Przytaknęli. Czas ich naglił; zbiórka już się zaczynała.

Bang wyszedł pierwszy, za nim Minho, potem Jeongin i na końcu Hyunjin. Szybko wmieszali się w tłum zaspanych nastolatków, którzy niezbyt wiedzieli, co się wokół nich dzieje. Ustawili się parami i czekali, aż zostaną przeliczeni. Przez cały czas ich serca biły w przyspieszonym tempie, a dłonie pociły się ze stresu. Hyunjin zaciskał zęby, żeby nie zacząć przygryzać zranionej wargi.

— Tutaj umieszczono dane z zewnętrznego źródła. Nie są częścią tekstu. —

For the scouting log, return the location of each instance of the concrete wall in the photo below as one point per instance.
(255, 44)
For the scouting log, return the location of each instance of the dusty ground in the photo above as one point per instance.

Przez całą podróż autobusem do District Nine nie odzywali się do siebie. Robili, co mogli, żeby udawać przejętych całą tą sytuacją (i rzeczywiście — byli, ale z zupełnie innego powodu, niż nastolatkowie jadący tam po raz pierwszy). Gdy Hwang spoglądał na siedzących przed nim starszych przyjaciół, widział, że udawanie idzie im świetnie. Gorzej z Jeonginem, na którego co i raz zerkał kątem oka. Ściskał mocno pięści na kolanach i był bledszy, niż zwykle.

Hyunjin jednak nie mógł złapać go za dłoń. Nieważne, jak bardzo chciał, wiedział, że nie może teraz tego zrobić.